Coup de pouce aux entreprises et aux médias

Québec donnera aussi un coup de pouce aux petites et moyennes entreprises en réduisant leur fardeau fiscal de 229 millions de dollars dès cette année, grâce à la réduction de leur cotisation au Fonds des services de santé et à une diminution progressive, d'ici 2022-2023, de 8% à 4% de leur taux d'imposition. 

Québec fait aussi un pas pour mettre fin à l'équité fiscale entre les entreprises québécoises et leurs rivales internationales en ce qui concerne la taxation en ligne. Les résultats escomptés sont toutefois modestes, avec un gain attendu d'à peine 7 millions cette année et 27,5 millions l'année suivante.

Le gouvernement vient aussi soutenir les journaux dans leur transformation numérique avec une aide pouvant atteindre jusqu'à 7 millions sur cinq ans pour chaque journal ou groupe de journaux.

Électoralisme

L'utilisation de la réserve de stabilisation pour financer une portion importante des nouvelles dépenses n'a pas manqué de soulever l'indignation des partis d'opposition, qui ont rappelé l'échéance électorale du 1er octobre prochain. 

« Aujourd'hui, c'est la distribution des bonbons, le 2 octobre, ça va être le retour des coupures », a annoncé le porte-parole péquiste en matière de finances, Nicolas Marceau.

« C'est cynique, désespéré et c'est complètement irresponsable, a-t-il poursuivi. On distribue des bonbons au point de créer des déficits pour cette année et les deux prochaines. »

« Je trouve ça trop facile pour un ministre des Finances de venir se péter les bretelles quand on a saigné les missions de l'État et les contribuables pendant des années », a pour sa part déploré le porte-parole en matière de finances de la CAQ, François Bonnardel.

« C'est sûr que c'est facile quand, pendant quatre ans, tu ramasses un butin électoral, de disperser ça, six mois avant l'élection, au gré de ce que tu as enlevé », a ajouté Manon Massé, de Québec solidaire.

En chiffres

109,6 milliards - Ce sont les revenus consolidés du gouvernement pour 2018-2019, en hausse de 2,2 % par rapport à l'année précédente. Ce montant inclut les transferts fédéraux de 23,7 milliards, en hausse de 4,4 %.

108,7 milliards - Ce sont les dépenses consolidées, en hausse de 4,5 %. Elles sont composées des dépenses des programmes (99,3 milliards) ainsi que du service de la dette (9,4 milliards). 38,5 milliards - Dépenses totales en santé et services sociaux, comparativement à 18,9 milliards pour l'éducation et l'enseignement supérieur. Tous les autres portefeuilles combinés totalisent 17,9 milliards.

4,6 % - Croissance des dépenses en santé, en hausse par rapport aux augmentations de 3,2 % en 2016-2017 et 4,2 % en 2017-2018. 2,2 milliards - Coût sur une période de cinq ans de l'allégement fiscal consenti aux petites et moyennes entreprises.
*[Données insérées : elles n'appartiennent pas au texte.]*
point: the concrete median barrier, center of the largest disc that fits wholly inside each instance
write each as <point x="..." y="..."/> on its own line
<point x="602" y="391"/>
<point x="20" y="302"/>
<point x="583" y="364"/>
Les cotisations au Fonds des services de santé seront réduites, ce qui privera le gouvernement de revenus de 1,2 milliard.
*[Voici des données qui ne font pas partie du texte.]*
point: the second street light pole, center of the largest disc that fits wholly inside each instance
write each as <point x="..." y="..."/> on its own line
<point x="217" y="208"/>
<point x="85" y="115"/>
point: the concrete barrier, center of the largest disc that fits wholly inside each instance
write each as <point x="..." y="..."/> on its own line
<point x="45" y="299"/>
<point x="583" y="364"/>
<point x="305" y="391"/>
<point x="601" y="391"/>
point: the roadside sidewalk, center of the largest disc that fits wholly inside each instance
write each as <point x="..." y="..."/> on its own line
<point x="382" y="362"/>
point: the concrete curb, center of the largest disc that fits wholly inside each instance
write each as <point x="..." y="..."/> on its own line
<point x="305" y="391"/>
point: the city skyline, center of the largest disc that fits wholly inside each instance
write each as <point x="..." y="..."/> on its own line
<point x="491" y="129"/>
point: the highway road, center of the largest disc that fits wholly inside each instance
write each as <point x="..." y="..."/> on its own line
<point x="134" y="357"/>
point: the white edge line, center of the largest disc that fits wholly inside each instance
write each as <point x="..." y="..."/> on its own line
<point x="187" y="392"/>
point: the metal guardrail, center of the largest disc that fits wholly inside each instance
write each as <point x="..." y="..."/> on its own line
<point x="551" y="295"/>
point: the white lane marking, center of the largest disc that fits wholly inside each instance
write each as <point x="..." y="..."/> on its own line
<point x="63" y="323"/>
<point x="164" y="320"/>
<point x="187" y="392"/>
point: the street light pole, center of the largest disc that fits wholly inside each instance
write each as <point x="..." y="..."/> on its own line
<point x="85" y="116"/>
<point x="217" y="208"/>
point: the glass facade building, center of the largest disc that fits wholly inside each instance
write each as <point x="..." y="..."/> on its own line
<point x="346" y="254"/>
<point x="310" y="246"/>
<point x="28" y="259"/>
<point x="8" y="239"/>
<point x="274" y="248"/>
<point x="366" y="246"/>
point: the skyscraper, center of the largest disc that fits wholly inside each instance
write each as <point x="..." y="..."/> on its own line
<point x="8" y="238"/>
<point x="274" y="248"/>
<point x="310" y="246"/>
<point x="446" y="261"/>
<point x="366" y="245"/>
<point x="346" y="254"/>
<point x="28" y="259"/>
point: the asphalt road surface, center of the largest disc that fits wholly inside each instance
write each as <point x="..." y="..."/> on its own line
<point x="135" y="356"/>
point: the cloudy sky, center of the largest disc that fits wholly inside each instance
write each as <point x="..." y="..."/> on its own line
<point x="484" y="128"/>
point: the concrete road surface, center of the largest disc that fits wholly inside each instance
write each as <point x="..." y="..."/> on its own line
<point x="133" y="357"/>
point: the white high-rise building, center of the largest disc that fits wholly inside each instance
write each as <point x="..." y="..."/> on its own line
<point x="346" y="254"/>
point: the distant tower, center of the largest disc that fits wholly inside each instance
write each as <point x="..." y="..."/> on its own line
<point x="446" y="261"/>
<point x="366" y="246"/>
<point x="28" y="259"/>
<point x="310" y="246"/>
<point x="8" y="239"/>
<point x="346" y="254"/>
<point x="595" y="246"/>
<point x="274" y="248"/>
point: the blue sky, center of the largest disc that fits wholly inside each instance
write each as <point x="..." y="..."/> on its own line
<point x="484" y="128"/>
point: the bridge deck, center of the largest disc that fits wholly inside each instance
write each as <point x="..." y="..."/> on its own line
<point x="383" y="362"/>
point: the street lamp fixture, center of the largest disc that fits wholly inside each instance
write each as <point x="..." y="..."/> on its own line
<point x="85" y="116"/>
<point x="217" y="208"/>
1 milliard - Somme additionnelle que le gouvernement consacrera à sa Stratégie numérique, ce qui portera le financement total à 1,9 milliard. Québec prévoit notamment 65 millions sur cinq ans pour la transformation numérique de la presse écrite, sous forme de crédit d'impôt.

904 millions - Surplus budgétaire prévu, en baisse par rapport à l'excédent de 3,1 milliards en 2017-2018. Québec entend puiser près de 1,6 milliard dans sa réserve de stabilisation, ce qui lui permettra de verser près de 2,5 milliards au Fonds des générations.

800 millions - L'enveloppe consentie au ministère de la Culture et des Communications, ce qui représente un bond de 11 %. Selon le gouvernement, il s'agit de la plus forte progression des dépenses pour ce ministère en près de 20 ans.

800 millions (bis) - Somme que le gouvernement entend consacrer d'ici 2022-2023 à une Stratégie nationale de la main-d'oeuvre.

500 millions - Montant qui sera consacré d'ici 2022-2023 pour la modernisation du système de justice. Le gouvernement dit vouloir faciliter l'accès pour les citoyens en réduisant les coûts et simplifiant les processus.

10 millions - Somme annuelle que le gouvernement entend verser aux municipalités pour les aider à faire face aux coûts de la légalisation du cannabis. Ce montant sera puisé à même le Fonds des revenus provenant de la vente du cannabis. Les modalités de distribution seront déterminées lors de négociations à venir avec les municipalités.